O que poucos sabem é que em 2019 Unidos do Parque Aeroporto em Taubaté homenageou São Francisco – padroeiro da cidade.
Por meio do afeto das relações verdadeiras, meu avô foi consultado para o samba-enredo oferendo uma aula magna sobre a grande lição de São Francisco: o amor à natureza; natureza essa que padece perante a ganância insaciável do lobo-homem. O desfile teve esse tom e eu tive o privilégio de participar carregando São Francisco num andor.
Alfredo Bosi se foi, mas foi sambando junto com São Francisco.
Da Itália ao Brasil, a Itália de novo e de novo ao Brasil.
O filho prodígio de uma costureira e um ferroviário da Barra Funda.
E lá no alto está, nesse momento, rodeado por todos os bambas do renascimento e da literatura brasileira.
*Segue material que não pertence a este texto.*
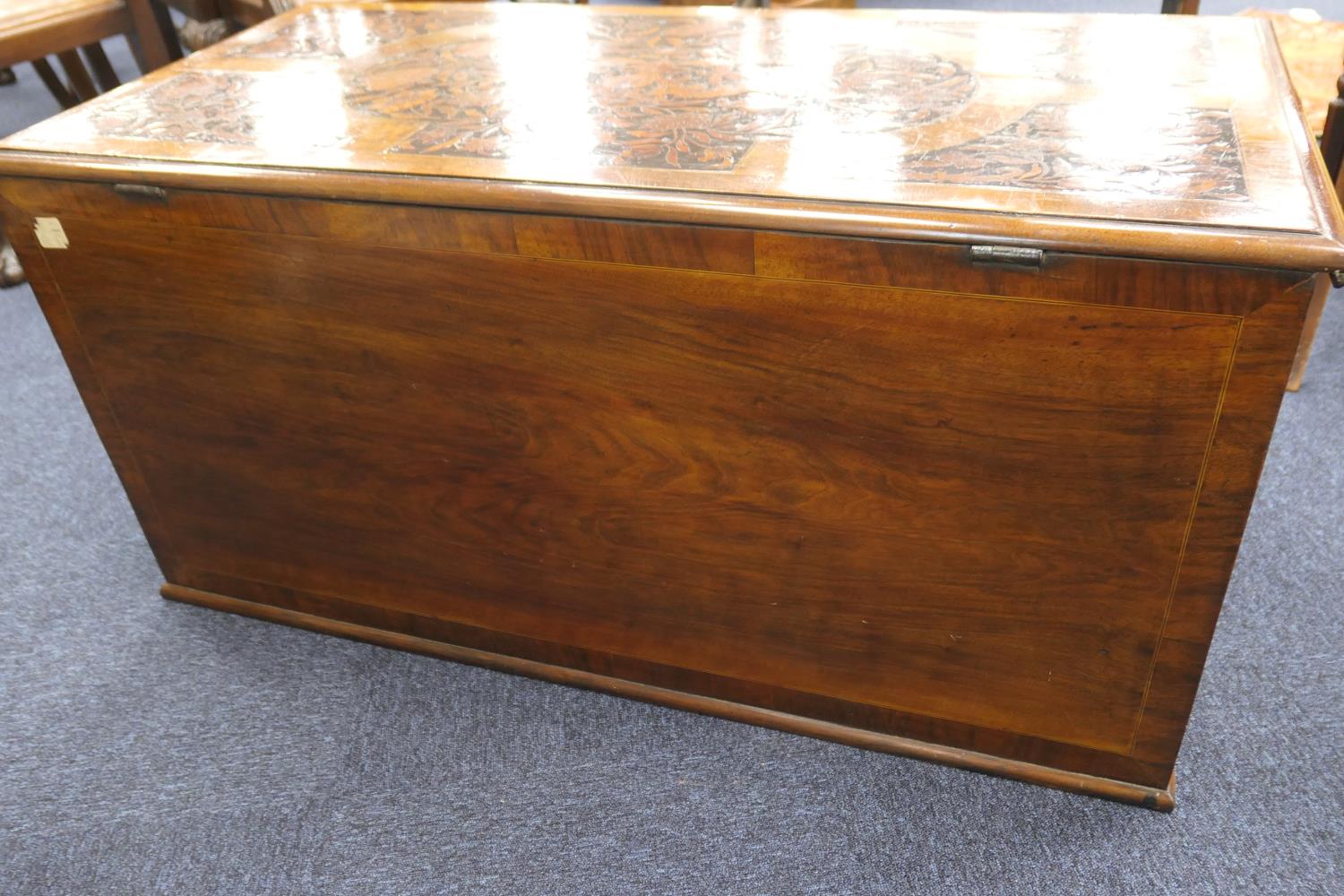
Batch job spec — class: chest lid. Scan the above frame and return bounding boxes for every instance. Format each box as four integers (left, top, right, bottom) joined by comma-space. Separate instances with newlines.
0, 3, 1344, 270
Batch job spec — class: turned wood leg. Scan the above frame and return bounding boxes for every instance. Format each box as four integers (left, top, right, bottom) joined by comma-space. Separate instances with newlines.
1288, 274, 1331, 392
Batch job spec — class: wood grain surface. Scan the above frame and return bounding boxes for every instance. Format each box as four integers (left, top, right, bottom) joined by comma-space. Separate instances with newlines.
0, 180, 1314, 805
0, 4, 1344, 273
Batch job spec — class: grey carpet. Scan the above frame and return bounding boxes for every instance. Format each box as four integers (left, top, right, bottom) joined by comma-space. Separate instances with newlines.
0, 6, 1344, 896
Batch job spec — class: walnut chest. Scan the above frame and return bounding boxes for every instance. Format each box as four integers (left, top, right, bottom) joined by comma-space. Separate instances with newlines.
0, 4, 1344, 809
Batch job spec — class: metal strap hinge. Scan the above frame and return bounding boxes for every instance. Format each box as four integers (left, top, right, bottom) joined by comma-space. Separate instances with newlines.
112, 184, 168, 202
970, 246, 1046, 267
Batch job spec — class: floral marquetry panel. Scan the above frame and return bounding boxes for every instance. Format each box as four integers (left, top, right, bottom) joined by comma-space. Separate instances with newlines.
5, 4, 1319, 231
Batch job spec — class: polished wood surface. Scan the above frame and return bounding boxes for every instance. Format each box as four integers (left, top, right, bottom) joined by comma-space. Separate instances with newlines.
0, 173, 1314, 806
0, 5, 1344, 809
1238, 9, 1344, 134
0, 4, 1344, 273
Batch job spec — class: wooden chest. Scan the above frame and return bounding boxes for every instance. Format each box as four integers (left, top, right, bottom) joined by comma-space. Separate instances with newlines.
0, 4, 1344, 809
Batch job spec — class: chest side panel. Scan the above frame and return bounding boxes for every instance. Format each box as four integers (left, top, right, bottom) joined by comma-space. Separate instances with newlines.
18, 200, 1241, 754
E minha vó já preparou um batucajé de três dias. 57 anos casados na terra: vó Créa e vô Fredo agora estão juntos pela eternidade.
E, assim, termino com a frase de Leonardo que meu vô viu na casa do renascentista em Amboise, e que também é a última frase de seu último livro sobre Da Vinci:
“Nenhum ser vai para o nada”
Alfredo Bosi vive em nós
como disse João Nogueira, meu vô vive agora “em nossas casas, bibliotecas e mentes” – e em nossos corações.